Во-вторых, еще раз подчеркнем, латинская этимология здесь полностью ложится в канву археологических данных. Кроме того, она объясняет то, что вызывает затруднение в случае с норманнской, славянской, балтской и т. д. гипотезами происхождения варягов. Например, это генезис английских топонимов с основой на Waring, шведского Väringo[197], а возможно (хотя, как мы указывали выше, подходит и венгерская этимология) византийского слова варанг. Дело в том, что variegatus – производное от лат. глагола variego, имеющего, в свою очередь две составные части: varius – «различный» и ago – «побуждать». Но последняя часть имеет в латыни и «брата-близнеца» – глагол ango с очень схожим значением («беспокоить»). Поскольку в средневековье перестановки и гораздо менее близких по смыслу, но созвучных основ (мы это видели на примере имен Adal/Alde) – обычное дело, легкость замены variego на variango, variengo с последующими небольшими искажениями в чужих языках очевидна.

Вполне вероятно, что латинское variegatus заменило быстро забытый термин vidivarii, однако его значение с постепенным вытеснением народной латыни в регионах северо-западной части Европы, соприкасавшихся с носителями этнонима variegatus также быстро забылось.
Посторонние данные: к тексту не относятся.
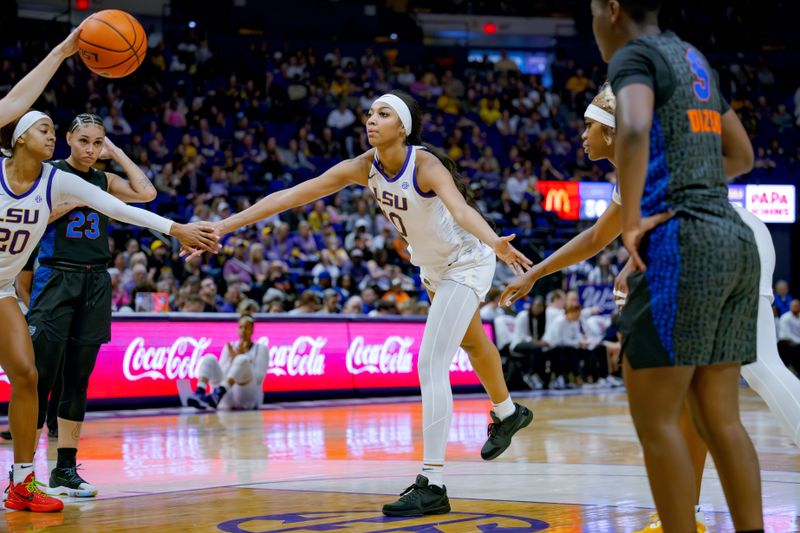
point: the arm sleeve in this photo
(67, 187)
(260, 363)
(521, 333)
(615, 197)
(724, 105)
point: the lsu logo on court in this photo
(375, 522)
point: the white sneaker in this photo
(700, 518)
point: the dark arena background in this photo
(239, 99)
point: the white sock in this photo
(434, 473)
(21, 471)
(504, 409)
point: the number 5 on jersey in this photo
(81, 225)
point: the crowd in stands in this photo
(215, 132)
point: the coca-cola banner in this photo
(146, 356)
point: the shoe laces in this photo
(33, 485)
(410, 493)
(491, 431)
(71, 472)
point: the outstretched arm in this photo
(137, 188)
(348, 172)
(634, 119)
(22, 96)
(581, 247)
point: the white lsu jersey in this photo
(434, 237)
(23, 219)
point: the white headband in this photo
(400, 107)
(600, 115)
(28, 119)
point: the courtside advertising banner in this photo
(147, 356)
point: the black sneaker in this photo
(197, 400)
(419, 499)
(215, 397)
(500, 432)
(67, 482)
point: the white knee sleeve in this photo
(241, 371)
(770, 378)
(210, 369)
(448, 319)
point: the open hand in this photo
(196, 237)
(518, 288)
(70, 45)
(511, 256)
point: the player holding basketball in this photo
(690, 319)
(421, 193)
(29, 189)
(767, 375)
(70, 312)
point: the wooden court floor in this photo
(331, 466)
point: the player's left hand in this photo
(197, 237)
(511, 256)
(69, 46)
(109, 148)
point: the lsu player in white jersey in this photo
(421, 193)
(29, 188)
(768, 376)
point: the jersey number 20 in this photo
(701, 85)
(13, 243)
(76, 229)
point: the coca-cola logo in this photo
(304, 357)
(178, 361)
(391, 357)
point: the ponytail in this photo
(415, 138)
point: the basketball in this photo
(112, 43)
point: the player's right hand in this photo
(197, 236)
(519, 287)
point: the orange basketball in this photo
(112, 43)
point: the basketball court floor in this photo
(330, 466)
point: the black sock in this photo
(66, 457)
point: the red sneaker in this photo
(28, 496)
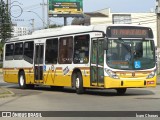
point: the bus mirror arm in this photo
(105, 44)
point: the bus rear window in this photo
(9, 52)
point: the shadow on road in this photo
(94, 92)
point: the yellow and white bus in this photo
(82, 57)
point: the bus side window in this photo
(9, 51)
(28, 51)
(51, 51)
(18, 51)
(81, 49)
(65, 50)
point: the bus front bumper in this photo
(129, 82)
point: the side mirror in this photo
(105, 44)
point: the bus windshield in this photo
(130, 54)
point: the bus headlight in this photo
(151, 75)
(111, 74)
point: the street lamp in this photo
(39, 18)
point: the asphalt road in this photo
(45, 99)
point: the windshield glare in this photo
(130, 54)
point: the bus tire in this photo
(78, 83)
(121, 91)
(22, 80)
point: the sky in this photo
(23, 18)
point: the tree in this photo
(5, 22)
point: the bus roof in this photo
(55, 32)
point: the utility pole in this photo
(158, 23)
(43, 12)
(32, 25)
(158, 33)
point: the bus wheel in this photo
(78, 83)
(121, 91)
(22, 80)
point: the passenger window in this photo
(28, 51)
(9, 52)
(51, 51)
(65, 50)
(18, 52)
(81, 49)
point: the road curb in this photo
(5, 92)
Да и сам термин в этих регионах, которые с этими variegatus дела имели мало (по-видимому, исключительно в рамках их участия в датских набегах VIII вв.), помнился недолго, да и то приобретя отличное от первоначального звучание (Warings и т. д.[198])
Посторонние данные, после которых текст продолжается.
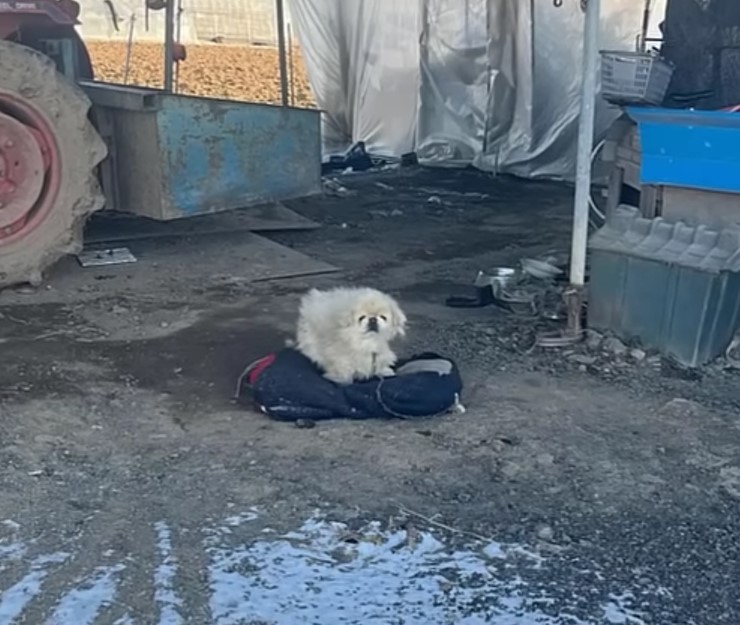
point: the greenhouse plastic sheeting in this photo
(493, 83)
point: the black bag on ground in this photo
(287, 386)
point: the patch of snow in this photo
(164, 577)
(81, 605)
(314, 575)
(15, 599)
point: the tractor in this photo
(70, 146)
(49, 149)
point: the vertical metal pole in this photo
(169, 38)
(129, 47)
(281, 52)
(583, 167)
(290, 66)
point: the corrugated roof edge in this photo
(674, 243)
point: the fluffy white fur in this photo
(347, 332)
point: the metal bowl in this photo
(498, 278)
(540, 269)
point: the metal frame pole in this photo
(169, 39)
(281, 52)
(583, 167)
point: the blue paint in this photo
(217, 155)
(694, 149)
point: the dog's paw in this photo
(338, 378)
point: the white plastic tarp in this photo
(494, 83)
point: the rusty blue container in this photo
(667, 286)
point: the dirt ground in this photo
(248, 73)
(617, 475)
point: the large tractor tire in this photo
(49, 153)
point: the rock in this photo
(615, 346)
(679, 407)
(546, 533)
(582, 359)
(730, 481)
(593, 339)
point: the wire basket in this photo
(634, 77)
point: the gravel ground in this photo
(610, 481)
(247, 73)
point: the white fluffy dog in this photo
(347, 332)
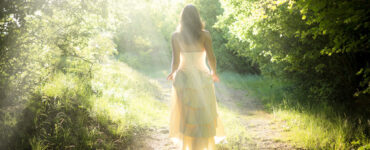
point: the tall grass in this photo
(314, 126)
(101, 111)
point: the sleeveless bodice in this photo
(193, 60)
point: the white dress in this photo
(194, 117)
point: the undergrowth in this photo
(316, 125)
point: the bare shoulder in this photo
(175, 35)
(206, 34)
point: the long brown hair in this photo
(190, 25)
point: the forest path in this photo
(263, 130)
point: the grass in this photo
(75, 111)
(320, 126)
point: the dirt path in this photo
(263, 129)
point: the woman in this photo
(194, 117)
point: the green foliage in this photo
(320, 126)
(144, 41)
(307, 42)
(227, 58)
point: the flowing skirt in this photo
(194, 120)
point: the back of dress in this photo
(194, 116)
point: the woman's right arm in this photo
(175, 55)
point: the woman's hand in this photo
(170, 76)
(215, 77)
Еще менее знали о латинских корнях этнонима в восточной части Старого света, где он уцелел несколько дольше в виде варяги.

Но в латинском ключе решается и загадка собственно «руси». В частности, именно на основе латинского russeus, а не древнешведского rops, финского ruotsi, или алано-осетин-ского рухс мог возникнуть этноним русь. В контексте вышесказанного это могло произойти так: племя ругов, во время пребывания в новом отечестве (Rugorum patria, по Павлу Диакону) на Дунае, подвергшееся влиянию римской культуры и в некоторой степени латинизированное, после битвы с остготами в 469 г. раскололась. Часть его осталась на месте, часть отступила на родину предков в Прибалтику (собственно, англосаксонская поэма «Видсид» прямо упоминает в Прибалтике «островных ругов» в контексте как раз V–VI в.).

И там в собственном языке, а также у не менее романизированных соседей произошла замена германского этнонима Rug, ассоциировавшегося со значением «красный, рыжий» на латинское russeus, russys в том же значении. Кстати, разная огласовка этнонима Рус/Рос тоже объясняется из латыни, где корень russ– имеет народно-латинские производные на ross– (откуда итал. rosso – «красный»)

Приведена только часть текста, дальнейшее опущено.